Hide table of contents

Crossposted to LessWrong.

TL/DR: We developed an interactive guide to AI safety arguments, based on researcher interviews. Go check it out! Please leave a comment and let us know what you think.

Introduction

Vael Gates interviewed 97 AI researchers on their beliefs about the future. These interviews were quite broad, covering researchers’ hopes and concerns for the field in general, as well as advanced AI safety specifically. Full transcripts are now available.

Lukas Trötzmüller interviewed 22 EAs about their opinions on AI safety. They were pre-selected to be skeptical either about the classical “existential risk from AI” arguments, or about the importance of work on AI safety. The focus of this research was on distilling specific arguments and organizing them.

This guide builds mostly on Vael’s conversations, and it aims to replicate the interview experience. The goal is not necessarily to convince, but to outline the most common arguments and counterarguments, and help readers gain a deeper understanding of their own perspective.

Design Goals

Our previous research has uncovered a wide range of arguments that people hold about AI safety. We wanted to build a resource that talks about the most frequently mentioned of those.

Instead of a linear article (which would be quite long), we wanted to create an interactive format. As someone goes through the guide, they should be presented with the content that is most relevant to them.

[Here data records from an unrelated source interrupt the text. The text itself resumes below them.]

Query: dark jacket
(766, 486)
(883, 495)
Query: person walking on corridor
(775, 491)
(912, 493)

Even though we had a clear target audience of AI researchers in mind, the text turned out to be surprisingly accessible to a general audience. This is because most of the classical AI risk arguments do not require in-depth knowledge of present-day AI research.

Format

Our guide consists of a collection of short articles that are linked together. There are five main chapters:

  1. When will Generally Capable AI Systems be developed?
  2. The Alignment Problem (“AI systems don’t always do what we want”)
  3. Instrumental Incentives
  4. Threat Models (“how might AI be dangerous?”)
  5. Pursuing Safety Work

Each chapter begins with an argument, after which the reader is asked for their agreement or disagreement. If they disagree, they can select between several objections that they may have.

Each one of these objections links to a separate article, presenting possible counterarguments, that they can optionally read. Most of the objections and counterarguments are directly taken from Vael’s interviews with AI researchers.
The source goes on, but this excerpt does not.